2317/DELNP/2007 relates to an improved process for large scale production of TNFR-Ig that allows high level of protein production and lessens the accumulation of undesirable factors and/or lactate. The main culture conditions according to the claim 1 and highlighted by the Applicant are:
(a) The following media characteristics:
(i) cumulative amino acid amount per unit volume being greater than 70mM;
(ii) molar cumulative glutamine to cumulative asparagine ratio less than 2;
(iii) a molar cumulative glutamine to cumulative total amino acid ratio of less than 0.2;
(iv) a molar cumulative inorganic ion to cumulative total amino acid ratio between 0.4 to 1;
(v) a combined cumulative amount of glutamine and asparagine per unit volume of greater than 16 mM or a combination thereof; and
(b) that the cell culture is maintained in an initial growth phase for a first period of time to allow the cells to reproduce to a viable cell density between about 20% to 80% of the maximal possible viable cell density under the first set of culture conditions; Thereafter, there is a culture shift in the condition, where at least one of the culture conditions to a second set of culture conditions and maintaining the said culture for a period of time under the second set of conditions so that the polypeptide accumulates in the said culture.
The highlights of the decision are as follows:-
- Novelty: The controller held that there is no disclosure with regard to the media characteristics and the change in culture conditions from the first set to the second set conditions as claimed. Therefore, the claims of the Indian Patent Application No. 2317/DELNP/2007 do not lack novelty. Also, the calculations of the Opponent were considered to be incorrect.

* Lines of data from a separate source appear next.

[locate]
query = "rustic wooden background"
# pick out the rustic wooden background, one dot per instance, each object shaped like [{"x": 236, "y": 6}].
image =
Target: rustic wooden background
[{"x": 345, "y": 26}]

- Inventive step: The controller held that the prior art does not teach or suggest the medium and cultural characteristics outlined by claims of IN ‘2317. The prior art does not disclose the significance of any media characteristics, asparagine or its significance, the importance of glutamine and the fact that the process of IN ‘2317 can be scaled up. The controller therefore was of the opinion that none of the prior art documents either alone or in combination teaches or motivates a person skilled in the art to arrive at the invention claimed by IN ‘2317.
A ground of double patenting was also raised during the hearing in respect of the two applications 2315/delnp/2007 and 2317/delnp/2007, however the controller also dismissed said ground as she considered that the scope covered by applications 2315/DELNP/2007 and 2317/DELNP/2007 are different. The inventions claimed in 2315/DELNP/2007 and 2317/DELNP/2007 are patentably distinct and do not involve any issue of ever greening or double patenting. In 2315/DELNP/2007, three specific media conditions are needed in the method of production of polypeptides whereas in 2317/DELNP/2007 specific media characteristics and their combinations in methods for the production of TNFR-Ig have been claimed in 2317/DELNP/2007.